Older readers may remember the days when the milkman would take away your empty milk bottles and replace them with full ones. CocaCola and hundreds of other products came in reusable containers. Commerce operated on what was known as the circular economy principle — the packaging that protected consumer products got returned to the source, cleaned, and used again and again.
Then came plastics, those space age wonders that allowed anything and everything to be packaged in single use containers that were simply discarded. Corporations loved them because they were cheap and relieved them of the burden of collecting all those glass bottles and reusing them. What used to be considered a necessary part of doing business now became somebody else’s problem. As usual when an economic model allows companies to privatize the profits but socialize the costs, profits soared.
Society, unfortunately, has not been so lucky. Today, millions of tons of plastics are resting for all eternity in landfills or floating in the world’s oceans. Pictures of plastic waste have been circulating on the internet for the past few years, showing mounds of plastics washed up on beaches on some of the world’s most remote islands. Microplastics have been found in the deepest parts of the ocean an atop the highest mountains. The public is finally recognizing that plastic waste is a huge problem that is getting worse by the day.
TerraCycle is a global company that sees a business opportunity in promoting a circular economy. “We have found that nearly everything we touch can be recycled and collect typically non-recyclable items through national, first-of-their-kind recycling platforms,” it says on its website. “Leading companies work with us to take hard-to-recycle materials from our programs, such as ocean plastic, and turn them into new products, and our new Loop platform aims to change the way the world shops with favorite brands in refillable packaging offered with convenience and style.”
Recently, TerraCycle created a wholly owned subsidiary called Loop.

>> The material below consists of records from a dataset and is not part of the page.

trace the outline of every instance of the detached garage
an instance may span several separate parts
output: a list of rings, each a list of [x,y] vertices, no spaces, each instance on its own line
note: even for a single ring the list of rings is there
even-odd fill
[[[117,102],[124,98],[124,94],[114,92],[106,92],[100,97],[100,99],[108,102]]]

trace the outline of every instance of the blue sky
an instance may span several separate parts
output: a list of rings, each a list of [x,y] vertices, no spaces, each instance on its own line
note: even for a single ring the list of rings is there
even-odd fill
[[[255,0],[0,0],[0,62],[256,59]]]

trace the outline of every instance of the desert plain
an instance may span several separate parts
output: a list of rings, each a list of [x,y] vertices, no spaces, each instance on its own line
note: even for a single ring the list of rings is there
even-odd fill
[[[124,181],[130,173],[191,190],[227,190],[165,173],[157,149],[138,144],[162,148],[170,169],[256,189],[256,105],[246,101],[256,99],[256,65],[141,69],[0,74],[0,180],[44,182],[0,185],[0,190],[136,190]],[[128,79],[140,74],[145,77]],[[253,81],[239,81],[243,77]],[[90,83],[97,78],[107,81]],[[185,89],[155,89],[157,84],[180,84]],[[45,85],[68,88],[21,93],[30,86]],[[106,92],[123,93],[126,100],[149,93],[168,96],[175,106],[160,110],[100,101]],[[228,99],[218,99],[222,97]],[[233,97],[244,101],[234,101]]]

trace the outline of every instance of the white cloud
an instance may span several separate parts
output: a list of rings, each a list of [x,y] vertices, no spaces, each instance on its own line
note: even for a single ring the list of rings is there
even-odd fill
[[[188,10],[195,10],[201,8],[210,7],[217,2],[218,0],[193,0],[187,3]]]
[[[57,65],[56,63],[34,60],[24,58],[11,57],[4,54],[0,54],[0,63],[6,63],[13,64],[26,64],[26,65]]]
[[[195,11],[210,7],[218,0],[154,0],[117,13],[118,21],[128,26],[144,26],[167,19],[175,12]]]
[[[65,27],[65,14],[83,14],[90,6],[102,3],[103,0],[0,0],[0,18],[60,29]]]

“We envision the future of how we consume as a place where we receive higher quality, better designed products, that we can “throw in a bin” when they are finished with no cleaning, no sorting, and no hassle. But instead of that bin being a trash or recycling bin, it’s a Loop reuse bin, where everything is cleaned and goes around again and again. The future is not just about sustainability, it’s about a better life, where we can access breakthrough sustainability unconsciously.”
At the latest World Economic Forum meeting, Loop announced it had formed circular economy partnerships with Procter & Gamble, Nestlé, PepsiCo, Unilever, Mars, Clorox, Coca-Cola, Mondelēz, and Danone. Customers can order products from a variety of companies that are shipped to them in returnable and reusable containers packed inside a reusable blue Loop container.
When the products are consumed, the containers are placed inside a similar Loop container, picked up by UPS or other package delivery service, and returned to the point of origin for re-use. Customers pay a modest service fee of the use of the Loop container. CleanTechnica reader Jessica Feinleib uses the Loop service and can’t say enough good things about it. “This is a great clean tech idea,” she says.
Taming the torrent of single use plastic containers is vital to reducing the amount of carbon dioxide in the atmosphere. According to an article from EDF on Medium, the International Energy Agency claims in a recent study that the manufacture of plastics will be one of the biggest drivers of an increase in the use of petroleum between now and 2050.
In other words, we can all start driving electric cars but oil production — and the carbon emissions from oil — will continue to rise unless we do something about our insatiable appetite for single use plastics. In the final analysis, destroying the world for the sake of convenience is a monumentally dumb idea.